Why I’ve Started to Hate Christmas Music

There’s something not quite right about these decorations that I couldn’t put my finger on.
Photo by Hert Niks on Pexels.com

As I sat at the unnervingly familiar wooden table of a Starbucks I had never been to before in Hangzhou, a city of 10 million in southern China, the dulcet tones of Frank Sinatra singing ‘White Christmas’ started to intensely irritate me.

It was a confusing feeling.

I know that many people dislike the inescapable jolliness of Christmas music, but I never counted myself amongst their ranks. I normally rather liked its twinkling positivity, and would nod my head along to the warmly familiar playlist of December hits as it cajoled everyone towards the end of the year. Here, though, I hated it.

I loved the aesthetic of Christmas generally; the cold, the twinkling lights, the woolly hats and hot chocolates and upcoming celebrations. Why shouldn’t the rest of the world share in that too? What was it that made me not want to look at the foam snowmen and red-and-gold holiday greetings?

There was something not quite right about these decorations that I couldn’t put my finger on. They’re everywhere in China in December: from hairdressers to gyms, shopping malls to schools,  there seems to be an endless parade of plastic trees and hollow Santas with often strangely pink skin, guarding cardboard presents.

Glass surfaces at any and every business are covered with colorful, cartoonish stickers of snowflakes, ribbons and reindeers, and adhesive red banners on the door of every mall insistently telling me to be merry in Times New Roman. Some of these stickers are forgotten about and left there all year. Was it that; the problem of timing? I didn’t think so. After all, I didn’t hold it against anyone in the UK when they left their lights up in the garden.

Nothing says jolly like a gated tree

My moment of realisation came when the school I worked at decided to throw a Christmas party.

You’d think that that would be nice, right? Except, this announcement – of essentially mandatory overtime, veiled in the guise of Christmas cheer – came just a day after my boss had flatly refused my request for leave on Christmas Day itself.

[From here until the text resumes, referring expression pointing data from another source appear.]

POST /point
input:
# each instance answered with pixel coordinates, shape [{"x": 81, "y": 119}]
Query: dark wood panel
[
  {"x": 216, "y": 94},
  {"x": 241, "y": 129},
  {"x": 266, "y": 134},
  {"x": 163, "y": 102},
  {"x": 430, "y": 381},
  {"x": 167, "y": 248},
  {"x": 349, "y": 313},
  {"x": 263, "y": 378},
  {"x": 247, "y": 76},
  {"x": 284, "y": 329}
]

I was told I would be working a 12 hour shift on the 25th of December, making paper Christmas cards with a crowd of four and five year olds and their parents, teaching them to shout “may ray kiss mass” on the count of three as the marketing team filmed from the back of the room. 

I wasn’t irritated at the cheap decorations, which in all likelihood were produced by the same factories that supplied UK and US high streets. It wasn’t even the fact that there was zero understanding of the story behind Christmas. I’ve never been religious, and honestly struggle to explain myself what exactly Santa Claus is supposed to represent. 

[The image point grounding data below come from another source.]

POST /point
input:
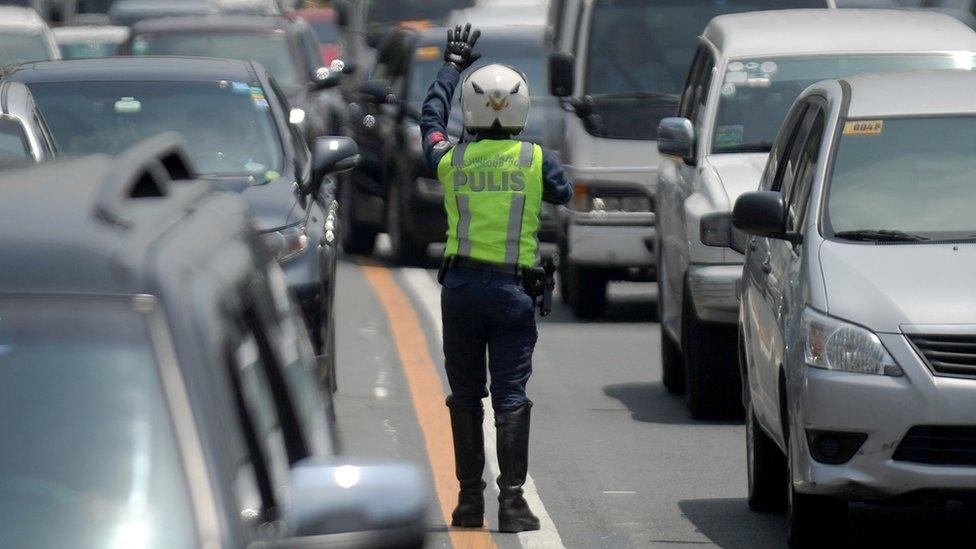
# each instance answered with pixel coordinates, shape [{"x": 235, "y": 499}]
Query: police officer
[{"x": 494, "y": 187}]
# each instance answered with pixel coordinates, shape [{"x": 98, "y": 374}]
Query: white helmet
[{"x": 495, "y": 97}]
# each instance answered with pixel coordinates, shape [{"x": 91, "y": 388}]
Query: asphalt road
[{"x": 616, "y": 461}]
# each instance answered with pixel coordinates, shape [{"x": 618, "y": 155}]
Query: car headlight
[
  {"x": 286, "y": 243},
  {"x": 833, "y": 344}
]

What grated was the emptiness behind it all. The enormous, unapologetic capital gain Chinese enterprises took from the most important holiday in the Western calendar, while schools and other businesses that profited from the holiday did nothing to make the day itself enjoyable or meaningful for foreigners who celebrated it.

With surprise, I realised I was angry at the financial appropriation of my culture. 

Christmas itself would come and go with no time off work, no family reunions and certainly no discernible hint of Christmas cheer or goodwill. It was this backdrop that made the constant, aggressive presence of the season’s material, marketable symbols take on an offensive irony.

It felt like someone accidentally throwing away a picture I had drawn as a child. It wasn’t personal, and it felt sort of silly to get upset over, but I couldn’t help it. I didn’t realise how deeply attached I was to my culture before I felt like a key aspect of it was being mocked.

It’s true I don’t have to be in China. I choose to live abroad, so it’s only fair that I should bear the negative results of my choices as well as the positive ones. I do get two weeks off for Chinese New Year a month later. But that thought was cold comfort. Examining my emotions, I wasn’t actually that annoyed about having to go to work that day as I was about the real significance of the day – kindness, compassion, family, non-material happiness – being surgically removed, and my wishes being completely ignored while my culture was appropriated as a kids’ party theme.

Strangely, it was almost a relief to give my anger a name. It also felt slightly ridiculous. As an ethnic majority in my home country, I had never really thought of my own culture as containing anything that could be appropriated. It was enlightening, in a sad way, to know what it felt like. Chinese students studying abroad no doubt felt exactly the same way.

I sipped my coffee and thought about putting my headphones in to drown out Frank Sinatra, but decided in the end that would be futile. I had made the choice to live here, and with COVID, Christmas at home had been cancelled anyway. Next year, I promised myself, I would treasure my time at home for the holidays; and I would never complain about a UK department store Santa again.

4 comments

  1. Christmas is for family. Covid kept us apart last year and at no time were we more aware of the loss than last Christmas. You really are a glass half empty sort of person aren’t you?